Monday, February 25, 2013

Retouching




You know how everyone always says, "You're perfect the way you are"? Then Photoshop came along. We suddenly had a way to fix or even eliminate all the parts of us that didn't fit in with societal ideals of beauty. And pretty much all that 'perfect' stuff went out the window. That being said, retouching has been my favorite unit so far. The fact that a beginning photoshopper such as myself can do all these changes makes me realize just how much is changed from start to finish on a professional job. 


For this picture...

- erased any and all blemishes using patch tool and spot healing
- went over the whole face with gaussian blur
- highlighted cheekbone
- lightened and contoured face
- accented jaw
- smoothed undereye wrinkles
- eliminated undereye shadow
- filled in eyebrows
- smoothed lips
- changed eye color
- made bottom lip bigger
- decreased skin redness
- accented cheekbone
- enlarged eyes
- highlighted browbones




As they say, perfection is never real.


Wednesday, February 20, 2013

He Came With the Couch







 This animation was taken from a children's drawing posted on Artsonia. The kids read a book called He Came With the Couch and drew creatures to go along with the story. The artist that made this said "My creature wus on a cloud it mad strorms.It wus raning."

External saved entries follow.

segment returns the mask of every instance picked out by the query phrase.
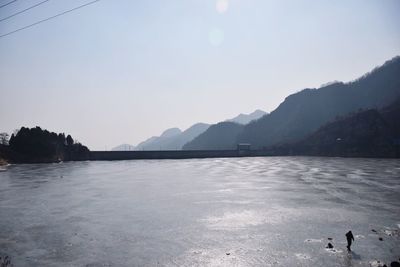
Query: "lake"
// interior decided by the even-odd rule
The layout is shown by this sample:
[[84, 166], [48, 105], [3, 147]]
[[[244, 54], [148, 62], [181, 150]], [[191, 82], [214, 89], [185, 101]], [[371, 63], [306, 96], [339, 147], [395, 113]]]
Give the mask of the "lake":
[[399, 230], [397, 159], [93, 161], [0, 171], [0, 256], [17, 267], [379, 266], [399, 260]]

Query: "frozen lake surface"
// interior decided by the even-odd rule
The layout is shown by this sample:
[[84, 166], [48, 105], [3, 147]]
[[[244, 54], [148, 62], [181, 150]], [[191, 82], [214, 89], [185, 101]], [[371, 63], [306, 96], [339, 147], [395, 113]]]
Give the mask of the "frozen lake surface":
[[399, 259], [399, 230], [399, 160], [138, 160], [0, 171], [0, 256], [16, 267], [379, 266]]

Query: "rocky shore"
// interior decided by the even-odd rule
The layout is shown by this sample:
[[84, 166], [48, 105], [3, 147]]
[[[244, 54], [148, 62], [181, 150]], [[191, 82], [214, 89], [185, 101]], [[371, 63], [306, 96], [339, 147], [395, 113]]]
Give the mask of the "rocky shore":
[[0, 166], [7, 165], [8, 162], [5, 159], [0, 158]]

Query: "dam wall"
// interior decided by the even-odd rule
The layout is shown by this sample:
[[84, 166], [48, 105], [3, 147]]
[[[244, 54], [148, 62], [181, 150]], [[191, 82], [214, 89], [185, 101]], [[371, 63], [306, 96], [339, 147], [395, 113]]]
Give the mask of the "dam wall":
[[191, 159], [269, 156], [264, 150], [90, 151], [89, 160]]

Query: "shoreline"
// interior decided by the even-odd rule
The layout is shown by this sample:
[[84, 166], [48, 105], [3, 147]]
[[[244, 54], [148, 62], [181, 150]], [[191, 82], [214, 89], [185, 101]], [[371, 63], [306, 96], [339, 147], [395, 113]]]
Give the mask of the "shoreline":
[[8, 161], [6, 161], [5, 159], [0, 158], [0, 166], [7, 166], [10, 163]]
[[26, 155], [9, 153], [9, 157], [0, 157], [0, 166], [9, 164], [43, 164], [73, 161], [117, 161], [117, 160], [180, 160], [206, 158], [242, 158], [242, 157], [323, 157], [323, 158], [363, 158], [363, 159], [399, 159], [398, 155], [379, 155], [363, 153], [296, 153], [279, 149], [259, 150], [147, 150], [147, 151], [89, 151], [75, 157], [29, 158]]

You can see their entire gallery at http://www.artsonia.com/museum/gallery.asp?exhibit=574796






I decided to make it look like there was lightning shooting out of his head. The most difficult part of completing this piece was making all the different layers for each frame of the .gif and recreating the background when the lightning was erased. I learned how to use the paintbrush tool efficiently, using the Alt key to easily sample colors from the eye dropper tool.

Tuesday, February 12, 2013

What do you get when you cross a Kangaroo, a Crocodile, and a Velociraptor?

Sounds like the beginning of a bad joke, doesn't it?

I'd like to introduce everyone to Macropus Velociraptorae, commonly known as Velociroo. He's what happens when the head, claws, and feet of a velociraptor get combined with a kangaroo's body and crocodile spikes.




The hardest part of this project was the beginning. It seems that when searching for images to use for a project, you can pick between high resolution, uncropped, or good quality pictures. Found one? It's copyrighted. I have a newfound respect for photoshoppers everywhere.

For this CA2 assignment, I copied the head of the dinosaur (after rough erasing the surrounding area) and pasted it onto the kangaroo. To make it blend in, I used a low opacity eraser and clone stamp on the neck. I used a burn tool to add faint stripes to the kangaroo's body, then individually added a dinosaur claw to each of its fingers. Turns out kangaroos already have large claws, but I wanted them to be the same color as the feet. I pasted the velociraptor feet over the kangaroo's, then used the clone stamp to add fur to the top. The crocodile spikes were added about three at a time to the kangaroo with a reduced opacity near the ends. Needless to say, this project was basically all erase, copy, paste, transform. In the end I had about 25 raster layers.

I'll probably change the baby kangaroo into a velociraptor and add a background later.

Wednesday, February 6, 2013

Colorizing




















We took a photo of a dancer and changed the threshold, then made a new layer and painted over it. By changing the underlying layer's blending options, we confined the colors to where the picture was black. I'm not a huge fan of my color placements, but this was just an exercise so I'll leave it for now.

Tuesday, February 5, 2013

Photobooth


















For this picture, I used a screencap of Toothless from How to Train Your Dragon, a picture of a curtain, and a self portrait. My arms are overlapping with the dragon, and we are 'interacting' as if we were in a photobooth. I had to erase a bunch of each picture to make them cohesive, using a clone stamp to add extra dragon at the bottom to make it fit the crop. I also used drop shadows on both the dragon and the portrait layer. I tried to make the areas where the two layers touch more believable, but it's still a little weird.